But that would mean welding about 84 pieces of 14 cm square tubing to each other to make the matrix.
I looked at glueing drainage pipes together to make the matrix but I don't like the look of that. And it got messy in the end.

Any other ideas how to make it? 

I could just take the 14 cm planks, cut risers and screw the long shelves onto the risers, staggering so that I can get to the screws. Not as elegant but at least it is simple.
But I am not satisfied with all of the ideas yet, anybody a better idea?

Lykle


----------



## bradbyname (Jun 21, 2011)

Personally, I slide the material over the cross beams of my work bench which are spaced around 1 meter apart.

If you wanted to improve upon it you could take a horizontal bar, to the depth of your workbench and add pins to it spaced out evenly so that you can organise them into categories which by the sounds of it is what you are aiming for. this way the lengths are only supported in 1 meter intervals oppose to all of the way along the length for instance.

Furthermore, be careful if you are planning on front loading your workbench as i can see alot of chips getting into the plank design  will collect dust well too.

Not sure if i am making sense there or not. been a long day!


----------



## 1Kenny (Jun 21, 2011)

I used cheep PVC pipe and used drywall screws to screw the PVC to the bottom of a bench. Long PVC for longer pieces and a few short ones for cut pieces.


----------



## portlandron (Jun 21, 2011)

If you don't like the look of the round PVC pipe what about the square PVC they have for gutter down spouts.


----------



## Blue_Rock (Jun 22, 2011)

Hi, I've been working at optimising my metal (and wood) storage for years now and I am almost happy with my setup. 
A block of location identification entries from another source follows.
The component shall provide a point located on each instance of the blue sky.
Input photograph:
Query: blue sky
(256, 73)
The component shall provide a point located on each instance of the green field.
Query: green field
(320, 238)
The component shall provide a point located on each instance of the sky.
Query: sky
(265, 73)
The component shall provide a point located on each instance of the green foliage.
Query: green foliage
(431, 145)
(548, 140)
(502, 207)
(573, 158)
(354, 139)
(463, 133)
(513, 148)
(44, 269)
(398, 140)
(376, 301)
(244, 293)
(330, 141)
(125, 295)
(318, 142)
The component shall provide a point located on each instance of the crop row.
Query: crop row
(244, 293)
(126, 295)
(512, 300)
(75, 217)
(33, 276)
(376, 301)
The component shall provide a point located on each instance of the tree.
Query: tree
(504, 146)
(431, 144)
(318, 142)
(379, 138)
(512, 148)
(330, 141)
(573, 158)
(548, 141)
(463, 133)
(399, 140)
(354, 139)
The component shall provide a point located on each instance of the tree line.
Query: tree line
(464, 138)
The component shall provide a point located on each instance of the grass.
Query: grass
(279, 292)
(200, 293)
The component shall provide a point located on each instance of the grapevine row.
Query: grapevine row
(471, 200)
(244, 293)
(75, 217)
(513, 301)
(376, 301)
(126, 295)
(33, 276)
Smaller pieces go in 300mm x 400mm plastic bins stored under bench and on shelving.






Medium lengths go in square down pipe under bench.





Longer lengths are stored on tubular shelving about 2 metres long, the bars are spaced about 600mm apart.





Really long lengths go up on the trusses in my garage.

Small round stock goes under lathe in round PVC tube.





I generally prefer the square downpipe because it makes better use of the space. However, the round PVC comes in a lot of different sizes and is good if you want to store smaller quantities of stock and keep the different sizes/materials separated.


----------



## dwentz (Jun 22, 2011)

I have been cleaning a rearranging the shop here also. Material storage is my next adventure.
Currently I store the smaller under 1 foot lengths in a open lateral file cabinet, and I have been happy with that for stuff under 1 foot. For the longer pieces. I have a set of 24x48 inch shelfs with some PVC, and cardboard tubes, it it works out OK, but not as well as I would like. I think what I have decided on is to cut some OSB to fit on the shelfs, and screw 4 1x6's to it. These can be stacked on top of each other. The openings being on the 24 inch side. This is probably the most inexpensive and fastest solution that i have come up with, should give me about 12-16 cubbies per shelf to sort things in that are 4 foot long. Where I have my storage shelfs now I have access to the front and 1 side, so I could make some of them open to the front (48 Inch side) for smaller 2 foot lengths.


So I would have something that looks like this.

---------
| | | |
---------
| | | |
---------

--------- = OSB/Plywood

| = 1x6

I also color code my material if I know what it is, I keep a set of paint markers handy for this. Seems I always cut the side that I mark off for some reason, and always have to re-mark it.


Dale


----------